At Oracle, where recruiting is an art, the company specializes its recruiters on narrow job areas and gives them administrative support for social networking, ad management, and scheduling. The recruiters are very senior and they are measured on their ability to strategically source and attract passive candidates, often from competitors. Hiring managers play a major role in the process and partner with recruiters on sourcing and assessment.

4. A Barrage of New Assessment Science.

The science of human assessment will never stand still. Tools like Myers-Briggs and hundreds of other personality or skills assessments have been around for decades. Today, driven largely by the power of the cloud, there seem to be an explosion of new assessment tools.

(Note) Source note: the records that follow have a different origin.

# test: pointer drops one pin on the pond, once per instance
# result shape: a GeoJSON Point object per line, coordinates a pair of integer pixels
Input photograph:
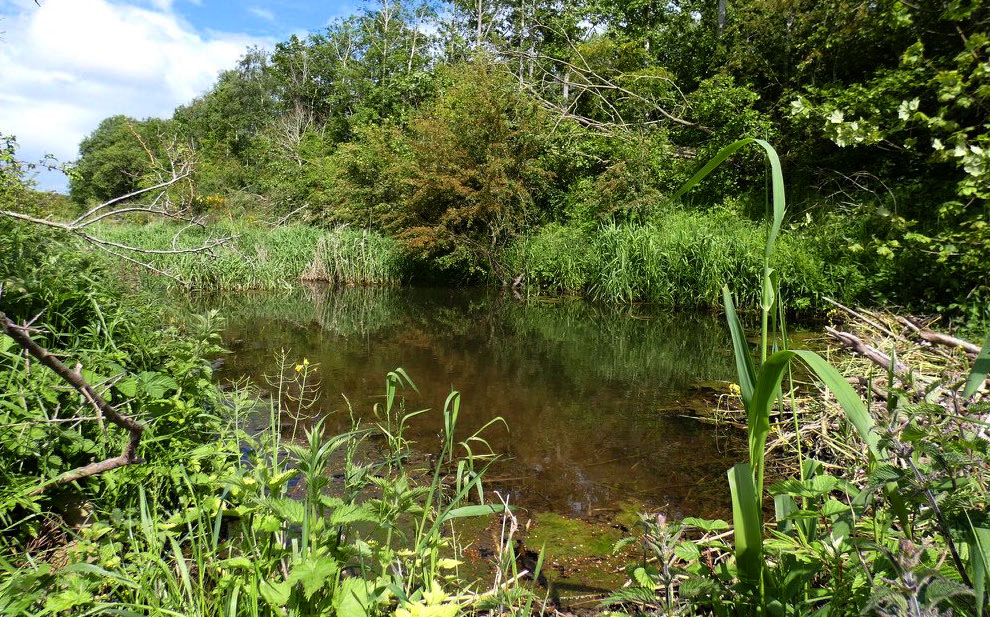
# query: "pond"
{"type": "Point", "coordinates": [596, 399]}
{"type": "Point", "coordinates": [600, 404]}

Some of the hotter companies include Evolv, Logi-serve, PeopleAnswers, SkillSurvey and Checkster (background checking), Smarterer (customized skills testing) as well as the large legacy providers like SHL, DDI, Hogan, Kenexa (IBM), KornFerry, Profiles International, Wonderlic, and hundreds more. I can’t possibly do this market justice in a few paragraphs, but it’s growing with new providers who not only provide great validated tests, but also collect employee performance data so they are starting to provide real-time feedback on the tests themselves.